Since doing something about the weather is a long-term proposition, credit also has to be given to the government (yes, you read that right) and to groups like the Ontario Sustainable Energy Association and Toronto Environment Alliance, which have been laying the groundwork for years.

In their new approach, the Libs are taking full advantage of the massive grid of power lines stretching across the province this public asset actually accounts for about half the cost of delivered electricity with new-style purchasing practices that give an even break to smaller local producers.

The idea here is that there are hundreds of groups that that can step up to the grid with a small waterfall here or a generator fired with bio-gas from cow manure there. Together they will create hundreds, if not thousands of megawatts. Small is plentiful.

By throwing the switch to open the grid to new electricity providers, the government resolves the most pressing technical and cost issues facing renewable energy tech. The problem with the sun is that it doesn’t shine at night, and the problem with the wind is that it doesn’t blow on calm days.

Since electrical generation by nature can’t be stored, sun and wind operators who are cut off from the grid, and therefore have to be self-sufficient, have to invest big-time in batteries. But costs drop as soon as the grid substitutes for batteries operators sell when they have a surplus and buy when they’re short.

Traditional utility planners thought in terms of hubs and spokes, and insisted on one big power plant and many distribution lines, says Keith Stewart, co-author of Hydro: The Decline And Fall Of Ontario’s Electric Empire and campaigner for the Toronto Environmental Alliance. Opening up the grid to small producers means “a thousand points of light,” he says.
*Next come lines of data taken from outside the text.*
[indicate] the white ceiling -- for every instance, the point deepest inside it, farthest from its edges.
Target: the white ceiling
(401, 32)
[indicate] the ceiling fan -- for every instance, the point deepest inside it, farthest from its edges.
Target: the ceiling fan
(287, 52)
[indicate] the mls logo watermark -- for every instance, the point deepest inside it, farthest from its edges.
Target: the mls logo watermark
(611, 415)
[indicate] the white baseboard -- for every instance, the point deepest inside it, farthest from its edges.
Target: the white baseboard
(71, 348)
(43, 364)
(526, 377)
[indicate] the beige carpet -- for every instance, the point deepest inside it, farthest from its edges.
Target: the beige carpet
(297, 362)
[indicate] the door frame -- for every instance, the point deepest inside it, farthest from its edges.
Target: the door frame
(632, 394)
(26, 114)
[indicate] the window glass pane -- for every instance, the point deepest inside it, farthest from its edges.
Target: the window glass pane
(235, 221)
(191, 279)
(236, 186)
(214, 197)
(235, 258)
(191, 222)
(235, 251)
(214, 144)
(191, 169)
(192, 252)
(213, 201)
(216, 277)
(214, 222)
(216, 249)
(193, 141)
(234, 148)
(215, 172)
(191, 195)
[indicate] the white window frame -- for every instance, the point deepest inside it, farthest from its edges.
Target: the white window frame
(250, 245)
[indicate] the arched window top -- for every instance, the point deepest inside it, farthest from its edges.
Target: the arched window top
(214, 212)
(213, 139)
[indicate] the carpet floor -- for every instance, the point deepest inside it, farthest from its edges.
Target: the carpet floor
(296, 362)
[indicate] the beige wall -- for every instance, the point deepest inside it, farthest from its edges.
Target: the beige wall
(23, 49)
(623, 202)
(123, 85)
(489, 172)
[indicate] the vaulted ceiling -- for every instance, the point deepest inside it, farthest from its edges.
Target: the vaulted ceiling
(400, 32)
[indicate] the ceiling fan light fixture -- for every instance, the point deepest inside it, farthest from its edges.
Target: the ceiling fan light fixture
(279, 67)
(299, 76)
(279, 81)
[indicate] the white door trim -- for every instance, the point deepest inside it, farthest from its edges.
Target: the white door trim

Part two of the Ontario’s new approach is called a “standard offer contract,” the utility equivalent of a prix fixe meal. This is a non-bid strategy, a big change in the way governments do business. Typically, they put out requests for proposals and pick the cheapest offer. By contrast, the standard offer contract that the province will likely adopt sets a price for example, 15 cents a kilowatt hour from wind power in a high-wind area, 22 cents for wind power in a moderate-wind area and 22 cents for gas power from livestock manure converted to methane and then opens the grid to all who can meet it.

This approach, taken from the German and California industry, saves government the costs of dealing with multiple bids. It allows farmers, co-ops and small businesses to go to the bank for equipment loans because they can prove they’ll have a revenue stream. It creates local jobs across the province.

By providing local power, it prevents losses from transporting electricity long-distance. Only in the obsessive competitive bidding culture of government purchasers does it make sense to save 9 cents on the price of an hour’s electricity by buying cheap, then lose 9 cents moving it over the wires. This is especially relevant for Toronto, which faces an expenditure of several hundred million dollars for new transmission wires unless it can produce local power that doesn’t have to be sent over long-distance wires.

Minnesota, with hopes of becoming “the Persian Gulf of renewable energy,” requires its utility to buy 200 megawatts of power from farmers on 20-year contracts. This is part of the race for leadership in renewables, where the winner gets first crack at all the manufacturing jobs supplying a solar energy economy one reason Hamilton’s Stelco is showing a sudden gust of enthusiasm for wind power that it can supply with steel equipment. This is just one of what Stewart calls the “distributive benefits” of a non-competitive bid approach to incubating renewable power.

Energy Minister Duncan has yet to make it official, and people like TEA’s Stewart are nervous that Duncan has been saying too many nice things to too many competing forces, including those who think a new nuclear plant will be good for the neighbourhood. But the lines of green power and utility planners are at last beginning to cross, and the sparks of new energy will soon fly.